As 'nosmt' has become popular recently, the proper solution for X86 is to
enforce HOTPLUG_CPU when SMP is enabled.

Thanks,

	tglx
----
 arch/x86/Kconfig |    8 +-------
 kernel/cpu.c     |   20 ++++++++++++++++++--
 2 files changed, 19 insertions(+), 9 deletions(-)

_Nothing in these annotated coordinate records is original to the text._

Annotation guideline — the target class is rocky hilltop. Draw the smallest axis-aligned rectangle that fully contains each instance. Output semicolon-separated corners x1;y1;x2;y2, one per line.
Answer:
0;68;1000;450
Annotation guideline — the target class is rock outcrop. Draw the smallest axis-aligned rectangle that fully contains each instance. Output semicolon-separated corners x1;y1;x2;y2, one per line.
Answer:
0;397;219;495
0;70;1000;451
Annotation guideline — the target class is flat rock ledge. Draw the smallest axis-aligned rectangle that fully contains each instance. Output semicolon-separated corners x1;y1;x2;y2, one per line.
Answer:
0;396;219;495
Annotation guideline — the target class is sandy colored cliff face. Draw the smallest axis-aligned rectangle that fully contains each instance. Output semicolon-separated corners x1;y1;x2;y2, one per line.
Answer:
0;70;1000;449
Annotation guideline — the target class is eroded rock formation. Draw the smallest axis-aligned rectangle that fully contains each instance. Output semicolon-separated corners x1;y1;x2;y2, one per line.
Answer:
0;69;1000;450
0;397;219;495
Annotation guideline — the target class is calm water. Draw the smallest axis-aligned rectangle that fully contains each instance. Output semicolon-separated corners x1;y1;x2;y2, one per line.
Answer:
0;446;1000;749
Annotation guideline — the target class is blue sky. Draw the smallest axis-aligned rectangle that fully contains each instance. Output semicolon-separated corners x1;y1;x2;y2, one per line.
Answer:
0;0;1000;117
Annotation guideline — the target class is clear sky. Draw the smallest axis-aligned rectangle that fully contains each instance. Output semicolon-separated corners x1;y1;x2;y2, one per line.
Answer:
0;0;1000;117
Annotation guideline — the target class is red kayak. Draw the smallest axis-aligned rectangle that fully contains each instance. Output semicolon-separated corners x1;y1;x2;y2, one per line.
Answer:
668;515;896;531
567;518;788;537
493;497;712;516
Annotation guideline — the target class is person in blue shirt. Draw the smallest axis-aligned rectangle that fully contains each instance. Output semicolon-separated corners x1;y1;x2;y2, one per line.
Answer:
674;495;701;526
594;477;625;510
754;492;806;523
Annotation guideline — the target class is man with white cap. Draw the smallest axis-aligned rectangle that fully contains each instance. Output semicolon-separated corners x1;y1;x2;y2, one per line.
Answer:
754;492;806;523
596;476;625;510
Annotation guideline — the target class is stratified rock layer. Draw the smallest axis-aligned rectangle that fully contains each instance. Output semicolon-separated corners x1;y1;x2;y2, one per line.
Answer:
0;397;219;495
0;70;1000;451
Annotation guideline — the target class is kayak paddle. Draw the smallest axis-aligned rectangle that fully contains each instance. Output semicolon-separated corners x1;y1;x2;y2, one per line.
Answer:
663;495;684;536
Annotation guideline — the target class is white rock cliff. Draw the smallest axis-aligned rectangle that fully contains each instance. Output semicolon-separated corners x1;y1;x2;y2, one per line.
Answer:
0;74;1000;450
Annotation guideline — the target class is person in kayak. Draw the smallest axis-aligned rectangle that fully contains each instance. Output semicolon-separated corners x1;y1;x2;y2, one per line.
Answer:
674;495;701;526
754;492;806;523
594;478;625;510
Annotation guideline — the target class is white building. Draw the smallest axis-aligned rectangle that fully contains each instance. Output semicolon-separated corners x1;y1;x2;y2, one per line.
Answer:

^ permalink raw reply	[flat|nested] 7+ messages in thread

* [patch 1/2] cpu/hotplug: Prevent crash when CPU bringup fails on CONFIG_HOTPLUG_CPU=n
  2019-03-26 16:36 [patch 0/2] cpu/hotplug: Prevent damage with SMP=y and HOTPLUG_CPU=n Thomas Gleixner
@ 2019-03-26 16:36 ` Thomas Gleixner
  2019-03-27  1:12   ` Greg KH
  2019-03-28 12:38   ` [tip:smp/urgent] " tip-bot for Thomas Gleixner
  2019-03-26 16:36 ` [patch 2/2] x86/smp: Enforce CONFIG_HOTPLUG_CPU when SMP=y Thomas Gleixner
  1 sibling, 2 replies; 7+ messages in thread
From: Thomas Gleixner @ 2019-03-26 16:36 UTC (permalink / raw)
  To: LKML
  Cc: Tianyu Lan, Konrad Wilk, Josh Poimboeuf, Mukesh Ojha,
	Peter Zijlstra, Jiri Kosina, Rik van Riel, Andy Lutomirski,
	Micheal Kelley, K. Y. Srinivasan, Greg KH, Linus Torvalds,
	Borislav Petkov, x86

Tianyu reported a crash in a CPU hotplug teardown callback when booting a
kernel which has CONFIG_HOTPLUG_CPU disabled with the 'nosmt' boot
parameter.

It turns out that the SMP=y CONFIG_HOTPLUG_CPU=n case has been broken
forever in case that a bringup callback fails. Unfortunately this issue was
not recognized when the CPU hotplug code was reworked, so the shortcoming
just stayed in place.

When a bringup callback fails, the CPU hotplug code rolls back the
operation and takes the CPU offline.

The 'nosmt' command line argument uses a bringup failure to abort the
bringup of SMT sibling CPUs. This partial bringup is required due to the
MCE misdesign on Intel CPUs.

With CONFIG_HOTPLUG_CPU=y the rollback works perfectly fine, but
CONFIG_HOTPLUG_CPU=n lacks essential mechanisms to exercise the low level
teardown of a CPU including the synchronizations in various facilities like
RCU, NOHZ and others.

As a consequence the teardown callbacks which must be executed on the
outgoing CPU within stop machine with interrupts disabled are executed on
the control CPU in interrupt enabled and preemptible context causing the
kernel to crash and burn. The pre state machine code has a different
failure mode which is more subtle and resulting in a less obvious use after
free crash because the control side frees resources which are still in use
by the undead CPU.

But this is not a x86 only problem. Any architecture which supports the
SMP=y HOTPLUG_CPU=n combination suffers from the same issue. It's just less
likely to be triggered because in 99.99999% of the cases all bringup
callbacks succeed.

The easy solution of making HOTPLUG_CPU mandatory for SMP is not working on
all architectures as the following architectures have either no hotplug
support at all or not all subarchitectures support it:

 alpha, arc, hexagon, openrisc, riscv, sparc (32bit), mips (partial).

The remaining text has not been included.